With a sublime cast under the impeccably nuanced, worldly-wise direction of William Brown – and singing, accompanied by a quintet of onstage musicians that is heard in the most ear-caressing acoustic mode – Sondheim’s 1973 musical (with a book by Hugh Wheeler inspired by Ingmar Bergman’s film, “Smiles of a Summer Night”), is entrancing on all counts.
A supremely witty and rueful reminder of the farcical nature of romantic love, and all its attendant insanities and humiliations, this matchlessly sophisticated show also muses on the separate but equal angst and confusion experienced by the young, middle-aged and old when it comes to matters of the heart. The most lilting and lyrical of Sondheim’s many lustrous scores, it is the lyrics – impossibly clever, smile-inducing and, above all, character-defining – that beguile most as they capture human nature at its most ridiculous, ribald, yearning, thwarted and baffled. And Brown’s actors grab hold of every word.
Driving the story are two families in turn-of-the-20th century Sweden. Fredrik Egerman (Jonathan Weir, in the finest portrayal of his long career) is a wealthy bourgeois lawyer in deep middle age who has impulsively married Anne Egerman (the lustrous, golden-voiced Kristen French), a virginal coquette not yet 18. Anne is, in fact, just about the same age as Fredrik’s son, Henrik (a boyishly tormented Royen Kent (who even plays the cello), a sexually repressed seminary student.

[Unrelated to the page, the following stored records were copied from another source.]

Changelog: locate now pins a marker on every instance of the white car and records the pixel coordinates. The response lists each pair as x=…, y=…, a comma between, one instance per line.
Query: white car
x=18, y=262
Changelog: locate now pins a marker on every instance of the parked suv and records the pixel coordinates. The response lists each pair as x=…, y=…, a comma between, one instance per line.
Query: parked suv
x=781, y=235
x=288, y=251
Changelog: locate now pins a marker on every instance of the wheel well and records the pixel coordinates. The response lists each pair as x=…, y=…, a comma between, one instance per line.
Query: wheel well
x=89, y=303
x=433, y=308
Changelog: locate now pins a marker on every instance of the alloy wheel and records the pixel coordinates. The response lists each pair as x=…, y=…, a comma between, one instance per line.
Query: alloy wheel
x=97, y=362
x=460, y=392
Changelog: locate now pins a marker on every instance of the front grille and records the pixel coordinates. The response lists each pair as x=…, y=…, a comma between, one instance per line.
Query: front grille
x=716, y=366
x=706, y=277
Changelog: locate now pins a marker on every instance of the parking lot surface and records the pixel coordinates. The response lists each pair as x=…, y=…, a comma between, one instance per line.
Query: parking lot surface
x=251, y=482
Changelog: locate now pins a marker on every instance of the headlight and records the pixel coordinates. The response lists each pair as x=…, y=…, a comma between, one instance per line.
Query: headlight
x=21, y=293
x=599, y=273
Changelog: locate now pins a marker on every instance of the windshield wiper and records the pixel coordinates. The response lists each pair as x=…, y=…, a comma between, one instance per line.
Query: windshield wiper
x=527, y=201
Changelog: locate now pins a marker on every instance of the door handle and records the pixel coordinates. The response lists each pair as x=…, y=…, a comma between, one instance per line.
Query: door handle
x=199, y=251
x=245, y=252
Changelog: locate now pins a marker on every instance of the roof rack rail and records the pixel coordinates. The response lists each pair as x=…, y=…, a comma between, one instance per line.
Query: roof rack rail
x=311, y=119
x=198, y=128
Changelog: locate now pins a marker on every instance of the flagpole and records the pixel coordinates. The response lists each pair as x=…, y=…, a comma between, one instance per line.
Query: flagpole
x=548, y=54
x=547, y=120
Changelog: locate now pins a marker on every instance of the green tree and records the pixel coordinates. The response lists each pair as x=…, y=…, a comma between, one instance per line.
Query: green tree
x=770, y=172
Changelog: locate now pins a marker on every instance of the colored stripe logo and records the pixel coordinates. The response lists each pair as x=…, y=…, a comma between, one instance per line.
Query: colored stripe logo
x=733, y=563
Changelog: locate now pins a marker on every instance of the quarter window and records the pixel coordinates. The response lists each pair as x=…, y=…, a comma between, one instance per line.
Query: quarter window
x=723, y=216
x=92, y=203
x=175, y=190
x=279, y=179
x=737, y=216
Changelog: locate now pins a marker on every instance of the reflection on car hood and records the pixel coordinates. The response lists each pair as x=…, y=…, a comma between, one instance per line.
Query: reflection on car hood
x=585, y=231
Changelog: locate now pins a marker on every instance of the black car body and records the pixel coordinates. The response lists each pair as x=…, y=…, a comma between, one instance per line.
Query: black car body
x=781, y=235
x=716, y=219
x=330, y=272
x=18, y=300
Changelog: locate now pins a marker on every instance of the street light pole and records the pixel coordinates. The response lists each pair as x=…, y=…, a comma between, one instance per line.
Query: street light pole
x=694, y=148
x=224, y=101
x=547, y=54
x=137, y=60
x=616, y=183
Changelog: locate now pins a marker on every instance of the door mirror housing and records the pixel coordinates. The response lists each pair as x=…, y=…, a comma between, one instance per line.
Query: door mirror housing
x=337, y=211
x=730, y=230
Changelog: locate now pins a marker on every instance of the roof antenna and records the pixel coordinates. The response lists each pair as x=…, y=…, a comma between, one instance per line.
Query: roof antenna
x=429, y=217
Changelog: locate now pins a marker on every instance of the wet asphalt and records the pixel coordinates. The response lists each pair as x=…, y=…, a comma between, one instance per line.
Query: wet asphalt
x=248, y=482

Not surprisingly, Henrik adores his father’s young wife, and she enjoys teasing him mercilessly, as does the family’s earthy servant girl, Petra (Brianna Borger, who gives a wonderfully exuberant rendering of “The Miller’s Son”), who would happily initiate him, though she has far more fun with another servant, Frid (the most appealing J. Michael Finley).
Meanwhile, on the bohemian front, there is Desiree Armfeldt (the marvelously seductive, jaded and elegantly down-to-earth Shannon Cochran, in a role she seems born to play). A glamorous actress with a peripatetic life, Desiree, still ravishing in middle age, was once involved with Fredrik, but is now having an affair with a pugnacious, laughable philanderer, Count Carl-Magnus (Brandon Dahlquist is perfection), who is married to the very attractive but neglected Countess Charlotte (Tiffany Scott in a bristling, whip-smart performance).
Desiree, ever the free spirit, is the mother of a preteen daughter, Fredrika (lovely Shannon Corey), who she has left in the care of the girl’s sly, impossibly elegant grandmother, a canny former courtesan, Madame Armfeldt (Tony Award-winner Deanna Dunagan in an exquisitely droll, jewel-like portrayal). But she is feeling the urge to finally settle down, and her reacquaintance with Fredrik triggers a comedy of mismatched desires (“Send In the Clowns”) that defines the show.
The excellent onstage musicians, led by music director Valerie Maze, include Andrew McCann, Jill Kaeding, Sean McNeely and Ben Melsky. And it is just one indication of the overall star power of this show (magnificently costumed by Rachel Anne Healy) that Cory Goodrich, a dazzling actress-singer, plays “the chorus.”
In brief, there are no end of smiles in this radiant summer night of a musical.